Unfortunately this solution does not work at all, since it raises an error even when the as identifiers are spelled correctly:

> (multi-def-bad (x as y) (1 as 2))
Unhandled exception
 Condition components:
   1. &who: multi-def-bad
   2. &message: "Offending infix syntax (expected `as')"
   3. &syntax:
       form: as
       subform: #f
   4. &trace: #<syntax as>

The reason is that as is not bound-identifier=? to #'as. We need a less strict comparison predicate. To this aim the Scheme standard provides another equality procedures for identifiers, free-identifier=?, which however is not quite right.


free-identifier=? is the most complicated equality predicate. I find its description in the R6RS document particularly confusing and the name is misleading since the arguments of free-identifier=? are not required to be free identifiers. A better name would be lax-identifier=?. Two identifiers are free-identifier=? if

  1. they are both bound to the same binding and they share the same name (or they shared the same name before renaming at import time);
  2. they are both unbound and they share the same name.

In implementations with full phase separation, the identifiers must also be both bound/unbound in the same phase. In all other cases the two identifiers are not free-identifier=?. Here is an example:

> (import (only (aps list-utils) range))
> (import (rename (aps list-utils) (range r)))
> (free-identifier=? #'r #'range)

Notice that both symbol-identifier=? and bound-identifier=? would fail to recognize the identity of range and r in this case.

It is important to know about free-identifier=? because in macros with literal identifiers the literal identifiers are compared by using it, internally. That explain a behavior which can be quite surprising.

Literal identifiers and auxiliary syntax

Consider the macro multi-def defined in the previous paragraph.
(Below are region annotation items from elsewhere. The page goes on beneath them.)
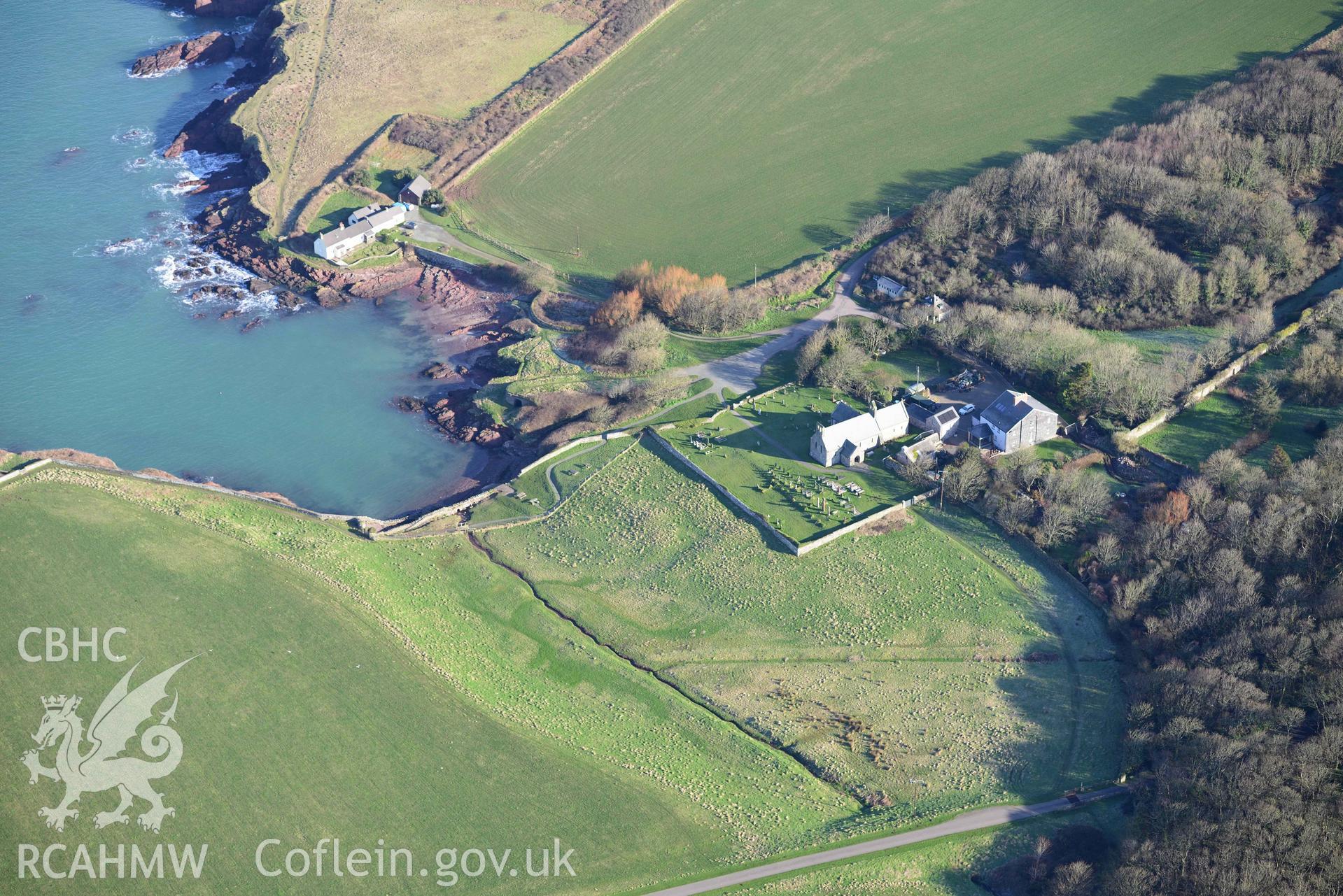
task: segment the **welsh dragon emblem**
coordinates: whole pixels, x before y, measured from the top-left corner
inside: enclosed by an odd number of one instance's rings
[[[47,828],[64,830],[67,818],[79,818],[79,810],[71,806],[83,794],[113,787],[121,795],[121,803],[111,811],[95,814],[95,828],[129,824],[126,810],[137,797],[149,803],[149,809],[137,818],[145,830],[157,833],[164,818],[176,814],[176,810],[164,805],[163,794],[150,783],[171,775],[181,762],[181,735],[171,727],[177,712],[176,692],[172,706],[158,716],[158,722],[140,735],[140,748],[153,762],[122,754],[140,726],[153,719],[154,707],[168,699],[168,681],[173,673],[192,659],[195,657],[160,672],[132,691],[130,676],[140,668],[137,663],[103,697],[98,711],[93,714],[87,732],[83,719],[75,712],[79,708],[78,696],[62,693],[42,699],[46,714],[38,732],[32,735],[38,748],[24,752],[21,762],[28,767],[30,785],[38,783],[38,778],[51,778],[66,785],[60,805],[38,810],[47,821]],[[42,765],[39,754],[51,746],[56,747],[56,763],[48,769]]]

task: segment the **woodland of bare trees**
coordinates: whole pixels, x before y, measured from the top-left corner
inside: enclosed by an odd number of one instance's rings
[[[1336,263],[1343,56],[1269,59],[1100,142],[936,193],[873,270],[1085,326],[1211,322]]]
[[[1343,433],[1266,471],[1219,451],[1127,511],[1029,452],[962,451],[943,482],[1046,547],[1105,519],[1077,563],[1124,645],[1135,814],[1061,892],[1343,892]]]
[[[1276,478],[1218,452],[1109,549],[1148,777],[1100,892],[1343,891],[1343,436]]]

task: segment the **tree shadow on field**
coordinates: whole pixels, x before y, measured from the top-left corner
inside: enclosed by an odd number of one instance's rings
[[[1331,8],[1324,9],[1324,12],[1330,17],[1328,27],[1301,46],[1308,46],[1343,25],[1343,0],[1331,4]],[[988,168],[1009,166],[1026,153],[1053,153],[1082,139],[1104,139],[1116,127],[1158,121],[1163,117],[1163,107],[1167,103],[1190,99],[1201,90],[1219,80],[1234,79],[1240,71],[1254,66],[1262,59],[1284,55],[1287,54],[1269,50],[1248,51],[1237,54],[1236,66],[1232,68],[1218,68],[1197,75],[1158,75],[1138,95],[1119,97],[1107,109],[1074,115],[1061,134],[1027,139],[1027,149],[1023,152],[1002,152],[954,168],[911,172],[901,180],[882,184],[870,199],[850,203],[849,220],[839,229],[847,228],[851,232],[864,219],[872,215],[888,212],[890,215],[900,215],[907,212],[925,200],[933,190],[950,190],[966,184]],[[834,248],[842,240],[826,240],[827,231],[830,233],[838,232],[831,225],[807,224],[802,228],[803,236],[808,240],[815,241],[823,248]]]

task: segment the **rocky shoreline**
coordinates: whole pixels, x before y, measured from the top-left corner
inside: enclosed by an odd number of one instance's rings
[[[232,35],[210,31],[136,59],[130,66],[130,76],[153,78],[188,66],[212,66],[232,56],[236,48]]]
[[[269,220],[251,205],[246,192],[265,180],[269,172],[231,118],[283,64],[271,42],[283,24],[283,16],[270,0],[168,3],[199,16],[257,17],[255,25],[242,38],[210,31],[142,56],[133,66],[133,74],[149,76],[227,58],[243,60],[243,66],[226,82],[231,93],[192,117],[163,150],[168,160],[187,153],[238,160],[204,177],[179,182],[177,188],[184,192],[223,194],[211,201],[188,228],[185,239],[195,249],[181,263],[183,270],[173,271],[169,279],[189,283],[193,272],[208,270],[211,264],[218,264],[218,259],[248,272],[250,280],[207,283],[187,296],[189,302],[224,303],[224,310],[215,317],[238,319],[244,333],[263,322],[263,318],[242,310],[247,307],[244,302],[258,294],[274,296],[277,309],[283,313],[295,313],[310,304],[332,309],[353,300],[406,302],[414,309],[411,317],[432,335],[439,350],[435,358],[426,358],[424,392],[395,398],[395,406],[422,414],[449,440],[486,449],[443,500],[455,500],[506,479],[526,461],[529,451],[517,445],[514,433],[506,427],[475,406],[474,394],[493,376],[498,347],[518,335],[506,326],[522,315],[514,303],[516,294],[488,276],[427,266],[410,247],[396,263],[356,270],[314,266],[278,252],[261,236]],[[195,317],[211,315],[200,311]]]

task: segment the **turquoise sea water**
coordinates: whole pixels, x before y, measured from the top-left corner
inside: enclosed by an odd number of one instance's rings
[[[200,200],[165,189],[185,169],[153,150],[222,95],[212,87],[231,68],[126,68],[243,23],[130,0],[0,9],[0,447],[78,448],[376,516],[453,491],[477,449],[388,404],[423,392],[415,372],[432,357],[399,306],[216,321],[222,307],[160,282],[173,255],[161,243]],[[140,241],[105,252],[126,237]],[[265,323],[239,333],[257,314]]]

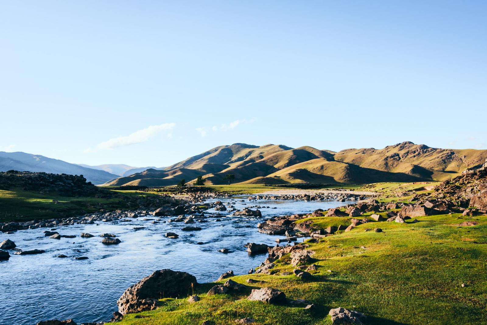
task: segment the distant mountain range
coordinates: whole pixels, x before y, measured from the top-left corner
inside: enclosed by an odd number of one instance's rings
[[[131,175],[132,174],[140,173],[140,172],[151,168],[152,169],[161,170],[164,169],[165,168],[164,167],[158,168],[154,166],[134,167],[133,166],[125,165],[123,163],[106,164],[104,165],[98,165],[97,166],[90,166],[89,165],[85,165],[83,163],[78,163],[78,164],[80,166],[82,166],[83,167],[89,168],[98,169],[99,170],[104,170],[106,172],[108,172],[111,174],[118,175],[119,176],[128,176],[129,175]]]
[[[62,160],[48,158],[40,155],[33,155],[20,152],[0,151],[0,171],[12,170],[82,175],[88,181],[94,184],[102,184],[118,176],[104,170],[87,168]]]
[[[206,183],[225,184],[235,175],[241,184],[366,183],[443,181],[480,165],[487,150],[431,148],[406,142],[384,149],[347,149],[338,152],[310,146],[258,146],[235,144],[213,148],[166,167],[120,177],[104,185],[166,186],[199,176]]]

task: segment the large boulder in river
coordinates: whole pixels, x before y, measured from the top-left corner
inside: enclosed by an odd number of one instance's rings
[[[58,321],[54,319],[52,321],[41,321],[36,325],[77,325],[72,319],[67,319],[65,321]]]
[[[253,289],[247,300],[262,301],[269,304],[279,304],[286,302],[286,295],[281,291],[270,288]]]
[[[120,244],[122,241],[118,238],[105,237],[101,240],[101,242],[103,244],[107,244],[108,245],[116,245],[117,244]]]
[[[233,215],[246,216],[247,217],[262,217],[261,210],[257,209],[255,211],[254,211],[247,208],[244,208],[244,210],[240,211],[235,211],[233,213]]]
[[[186,272],[169,269],[154,271],[125,290],[117,301],[118,311],[125,314],[152,308],[150,304],[141,306],[141,300],[187,296],[197,284],[196,278]]]
[[[15,243],[10,239],[5,239],[0,243],[0,250],[11,250],[17,246]]]

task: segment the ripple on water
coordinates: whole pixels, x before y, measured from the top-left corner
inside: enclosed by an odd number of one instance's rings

This works:

> (let ()
   (multi-def (x as 1) (y as 2))
   (list x y))
(1 2)

But this does not work:

> (let ((as 2))
    (multi-def (x as 1) (y as 2))
    (list x y))
Unhandled exception
 Condition components:
   1. &message: "invalid syntax"
   2. &syntax:
       form: (multi-def (x as 1) (y as 2))
       subform: #f
   3. &trace: #<syntax (multi-def (x as 1) (y as 2))>

That looks surprising, but it is not once you realize that internally literal identifiers are compared via free-identifier=?. In the second example as is bound, and therefore it is not free-identifier=? to the literal identifier #'as, which is unbound.

The recommended “solution” is to introduce at top level some dummy definitions for the literal identifiers you are going to use in your macro, and to export them. Following this policy, the R6RS document defines a set of special macros, _, ..., else and =>, which lives in the global namespace and are available to all R6RS programs.

Such macros are used as auxiliary syntax in various special forms, like cond and syntax-case; for this reason they are usually called auxiliary keywords. The existence of such global variables makes it impossible to redefine them at top-level in scripts (but it can be done at the REPL); however they can be redefined locally, thus breaking the macros using the auxiliary syntax:

> (let ((else #f))
   (cond (else 'something)))
> ; does not return something

I think this is fundamentally broken: literal identifiers should be a concept internal to the macro and they should not be exported. The mistake is that the R6RS requires the literal identifiers to be matched via free-identifier=?, whereas they should be matched with symbol-identifier=?. I never understood why the editors decided to use free-identifier=?, perhaps because it makes it possible to rename the identifiers used as literal identifiers, a feature that looks of little utility to me. All in all, I think free-identifier=? is another dark corner of R6RS Scheme.